Alone in the Dark (2005), BloodRayne (2006), In the Name of the King : A Dungeon Siege Tale (2007), Far Cry (2008) et d’autres encore : Boll réalise pas moins de onze films vaguement adaptés de jeux vidéo – et autant de bouses – en l’espace de huit ans, avant de se consacrer à d’autres projets à partir de 2012. Et de ranger définitivement sa casquette de réalisateur en 2016 pour ouvrir un restaurant de gastronomie allemande à Vancouver, qui lui vaudra, pour la première et la seule fois de sa vie, des bonnes critiques. Mais si le jeu vidéo et le cinéma sont désormais soulagés d’un boulet, tout n’est pas gagné. Silent Hill (Christophe Gans, 2006) ne semblait être qu’un mirage dans un univers qui respecte peu le spectateur ou le «gamer» cinéphile et où l’on préfère choisir des jeux qui donneront des films à base de grosse baston, comme en attestent les ratés d’après de grosses franchises : le musclé Doom (Andrzej Bartkowiak, 2005), la «bessonnade» Hitman (Xavier Gens, 2007), l’indigeste Max Payne (John Moore, 2008) et sa déferlante d’effets numériques loupés, ou, pour les rares qui ont pris sur eux de le voir, Tekken (Dwight H. Little, 2009)…
Redorer le blason
Il faudra attendre quelques années pour que les adaptations de jeux vidéo rencontrent un vrai succès public et une certaine – quoique souvent modérée – reconnaissance critique. Prince of Persia : The Sands of Time (Mike Newell, 2010), Assassin’s Creed (Justin Kurzel, 2016) et Warcraft (Duncan Jones, 2016) – ce dernier ayant échappé à Uwe Boll, qui s’est vu refuser le projet –, en plus de cartonner en salles, s’offrent les services de cinéastes expérimentés. Ceux-ci font de leur mieux pour redorer le blason d’un genre auquel Hollywood tient, mais qu’il piétine inlassablement. Et mieux, selon les standards des adaptations de jeux vidéo, c’est déjà beaucoup.

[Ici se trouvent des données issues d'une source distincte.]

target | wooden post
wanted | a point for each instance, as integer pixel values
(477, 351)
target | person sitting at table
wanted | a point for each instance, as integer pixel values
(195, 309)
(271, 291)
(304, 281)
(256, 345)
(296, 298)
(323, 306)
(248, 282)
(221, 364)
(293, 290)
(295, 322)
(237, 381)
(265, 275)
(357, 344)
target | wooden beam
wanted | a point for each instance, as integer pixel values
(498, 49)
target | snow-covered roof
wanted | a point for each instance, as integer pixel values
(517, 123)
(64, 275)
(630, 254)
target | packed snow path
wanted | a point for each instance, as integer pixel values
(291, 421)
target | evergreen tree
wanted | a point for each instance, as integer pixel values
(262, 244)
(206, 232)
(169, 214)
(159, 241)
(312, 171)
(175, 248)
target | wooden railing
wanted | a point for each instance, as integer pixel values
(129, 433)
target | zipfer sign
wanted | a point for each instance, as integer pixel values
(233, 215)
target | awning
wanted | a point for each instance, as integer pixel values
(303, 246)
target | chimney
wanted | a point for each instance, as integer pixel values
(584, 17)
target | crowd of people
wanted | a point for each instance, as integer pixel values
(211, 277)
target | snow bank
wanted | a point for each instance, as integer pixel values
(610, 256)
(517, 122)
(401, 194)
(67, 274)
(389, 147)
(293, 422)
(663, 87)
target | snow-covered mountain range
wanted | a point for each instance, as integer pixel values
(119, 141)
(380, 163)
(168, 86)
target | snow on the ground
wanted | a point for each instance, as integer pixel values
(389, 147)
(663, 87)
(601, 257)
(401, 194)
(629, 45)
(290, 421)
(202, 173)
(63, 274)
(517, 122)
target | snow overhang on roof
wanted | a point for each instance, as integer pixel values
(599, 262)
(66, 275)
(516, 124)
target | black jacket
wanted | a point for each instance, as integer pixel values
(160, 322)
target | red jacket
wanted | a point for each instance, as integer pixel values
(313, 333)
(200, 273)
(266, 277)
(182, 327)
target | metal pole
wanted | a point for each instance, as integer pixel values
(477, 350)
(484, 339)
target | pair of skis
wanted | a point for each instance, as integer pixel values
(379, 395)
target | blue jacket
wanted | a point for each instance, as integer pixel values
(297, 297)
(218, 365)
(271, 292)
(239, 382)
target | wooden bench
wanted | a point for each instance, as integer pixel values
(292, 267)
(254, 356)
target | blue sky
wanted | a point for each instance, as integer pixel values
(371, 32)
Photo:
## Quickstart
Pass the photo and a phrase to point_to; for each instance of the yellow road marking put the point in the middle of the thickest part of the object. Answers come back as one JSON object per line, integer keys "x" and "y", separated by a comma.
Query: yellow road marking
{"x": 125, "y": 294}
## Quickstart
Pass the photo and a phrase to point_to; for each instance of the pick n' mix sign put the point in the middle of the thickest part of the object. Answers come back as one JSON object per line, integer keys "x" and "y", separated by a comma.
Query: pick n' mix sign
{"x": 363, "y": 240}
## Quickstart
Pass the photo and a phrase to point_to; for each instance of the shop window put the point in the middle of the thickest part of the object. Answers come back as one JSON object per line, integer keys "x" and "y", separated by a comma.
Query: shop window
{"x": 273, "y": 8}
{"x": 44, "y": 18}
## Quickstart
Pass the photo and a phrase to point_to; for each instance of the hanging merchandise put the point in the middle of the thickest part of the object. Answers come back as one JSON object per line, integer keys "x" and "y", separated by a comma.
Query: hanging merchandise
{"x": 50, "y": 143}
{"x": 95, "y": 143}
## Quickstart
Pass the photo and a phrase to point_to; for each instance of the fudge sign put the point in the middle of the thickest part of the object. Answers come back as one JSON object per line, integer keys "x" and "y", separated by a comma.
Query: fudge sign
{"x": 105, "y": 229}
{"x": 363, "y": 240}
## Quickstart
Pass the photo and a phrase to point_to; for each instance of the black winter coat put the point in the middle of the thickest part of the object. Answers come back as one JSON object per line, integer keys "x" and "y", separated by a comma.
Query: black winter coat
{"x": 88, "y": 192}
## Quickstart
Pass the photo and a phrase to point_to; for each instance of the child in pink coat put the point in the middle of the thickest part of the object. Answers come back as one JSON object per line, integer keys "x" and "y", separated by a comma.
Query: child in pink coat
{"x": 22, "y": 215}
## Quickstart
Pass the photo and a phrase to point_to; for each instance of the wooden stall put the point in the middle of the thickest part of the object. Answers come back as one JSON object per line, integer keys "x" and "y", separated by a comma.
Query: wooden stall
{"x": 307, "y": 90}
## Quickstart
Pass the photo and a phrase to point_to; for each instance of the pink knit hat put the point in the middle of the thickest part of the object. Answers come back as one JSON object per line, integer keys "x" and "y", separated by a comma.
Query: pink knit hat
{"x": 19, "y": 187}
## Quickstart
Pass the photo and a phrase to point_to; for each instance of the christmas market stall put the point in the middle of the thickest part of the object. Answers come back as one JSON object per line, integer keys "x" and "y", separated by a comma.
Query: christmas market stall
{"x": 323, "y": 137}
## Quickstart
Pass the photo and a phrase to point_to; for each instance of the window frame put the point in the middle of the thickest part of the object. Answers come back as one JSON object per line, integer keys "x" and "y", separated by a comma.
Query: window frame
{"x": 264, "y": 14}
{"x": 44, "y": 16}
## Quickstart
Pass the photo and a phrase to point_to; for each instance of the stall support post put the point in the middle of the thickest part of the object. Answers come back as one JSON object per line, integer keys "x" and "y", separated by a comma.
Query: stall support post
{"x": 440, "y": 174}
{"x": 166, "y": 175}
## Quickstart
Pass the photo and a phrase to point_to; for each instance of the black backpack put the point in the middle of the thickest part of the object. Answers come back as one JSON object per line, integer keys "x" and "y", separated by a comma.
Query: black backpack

Après les récents succès de Detective Pikachu (Rob Letterman, 2019) et Sonic the Hedgehog (Jeff Fowler, 2020), qui reprennent à leur sauce les grandes lignes d’autres classiques des consoles, Mortal Kombat connaît donc un «reboot», une nouvelle version de l’«origin story» des personnages cultes Raiden, Scorpion, Sub-Zero, Kung Lao ou Sonya Blade. Sans trop savoir par où commencer : les effets numériques «cheap» (voir photo), l’introduction d’un nouveau personnage, Cole Young, comme protagoniste et caution scénaristique, les scènes de combat surdécoupées, la musique qui oscille entre drum’n’bass insupportable et orchestration grandiloquente sans identité, les «punchlines» prévisibles du colosse Kano ou l’absence volontaire d’autres personnages légendaires pour annoncer une suite. Les fans qui ont du goût ne prendront même pas de plaisir à voir des combats pourtant joliment chorégraphiés, la faute à des effusions de sang généreuses mais gâchées par leur création par ordinateur. Si la malédiction doit revenir, par pitié, qu’elle continue d’épargner Grand Theft Auto…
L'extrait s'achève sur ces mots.